The Vikings were excellent craftsmen, sailors, and shipbuilders. The longship that Joe, Sam, and Fred boarded was sleek and supple, powered by sails and oars and built with overlapping planks to sail into narrow inlets and shallow waters. Because their figureheads were carved to look like snakes or dragons, people who saw these ships at sea were often frightened of the "monster" on the waters. Using Internet or library resources, have students search for information and photos of these ships, sometimes known as "Sea Serpents." Then, have students design their own Viking ship mastheads.
Joe and the boys find themselves in danger of losing their heads in a Viking execution.
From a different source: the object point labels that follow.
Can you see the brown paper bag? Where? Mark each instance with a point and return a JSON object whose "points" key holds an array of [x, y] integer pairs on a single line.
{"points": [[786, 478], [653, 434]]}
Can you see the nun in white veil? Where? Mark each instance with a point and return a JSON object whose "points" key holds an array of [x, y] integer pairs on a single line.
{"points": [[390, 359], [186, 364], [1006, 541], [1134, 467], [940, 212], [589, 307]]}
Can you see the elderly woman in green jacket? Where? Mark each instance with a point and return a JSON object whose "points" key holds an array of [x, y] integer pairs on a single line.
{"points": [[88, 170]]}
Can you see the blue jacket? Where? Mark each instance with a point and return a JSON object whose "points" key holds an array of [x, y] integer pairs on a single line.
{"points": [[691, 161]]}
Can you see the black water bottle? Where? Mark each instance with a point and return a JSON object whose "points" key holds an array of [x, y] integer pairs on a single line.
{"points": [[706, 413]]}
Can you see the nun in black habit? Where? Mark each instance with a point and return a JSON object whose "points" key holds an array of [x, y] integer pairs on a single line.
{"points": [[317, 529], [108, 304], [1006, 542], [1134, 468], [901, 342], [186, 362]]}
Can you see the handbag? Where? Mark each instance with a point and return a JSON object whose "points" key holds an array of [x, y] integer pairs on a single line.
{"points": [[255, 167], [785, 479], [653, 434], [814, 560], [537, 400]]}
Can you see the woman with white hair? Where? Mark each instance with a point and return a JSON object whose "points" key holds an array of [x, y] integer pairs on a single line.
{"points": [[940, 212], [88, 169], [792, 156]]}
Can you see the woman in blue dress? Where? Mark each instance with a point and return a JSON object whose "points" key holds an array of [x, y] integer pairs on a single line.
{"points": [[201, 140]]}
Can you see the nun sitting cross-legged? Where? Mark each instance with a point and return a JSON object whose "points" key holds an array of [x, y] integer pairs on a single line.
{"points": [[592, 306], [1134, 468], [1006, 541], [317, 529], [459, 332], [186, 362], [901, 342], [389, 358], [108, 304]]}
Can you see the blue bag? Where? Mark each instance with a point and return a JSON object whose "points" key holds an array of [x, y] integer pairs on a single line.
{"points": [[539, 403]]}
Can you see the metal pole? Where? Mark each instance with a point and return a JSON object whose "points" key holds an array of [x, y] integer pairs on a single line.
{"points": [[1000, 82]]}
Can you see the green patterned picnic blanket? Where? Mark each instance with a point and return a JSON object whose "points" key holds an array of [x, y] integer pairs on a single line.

When there was a crime or a grievance, the Vikings settled their problems in an open-air meeting called a "Thing." The Jarls (warriors and aristocrats) and the Karls (peasant traders, craftsmen, farmers, or crewmen) attended and discussed the matter at hand to decide the punishment. Since the Vikings did not employ a prison system, punishment was doled out to fit the crime. When a decision was reached, the Jarls and the Karls clashed their swords in agreement. Using Internet or library resources, have students research what types of crimes warranted particular punishments in this Viking system of justice. Students may then role-play the deliberations at a "Thing," discussing and deciding punishment for crimes committed.
Sprinkled throughout this adventure are a number of Viking terms, which are contextually explained. Review these terms with students, to assist them in remembering what they mean. Conclude the students' visit to the Viking world by listening to Wagner's Flight of the Valkyries.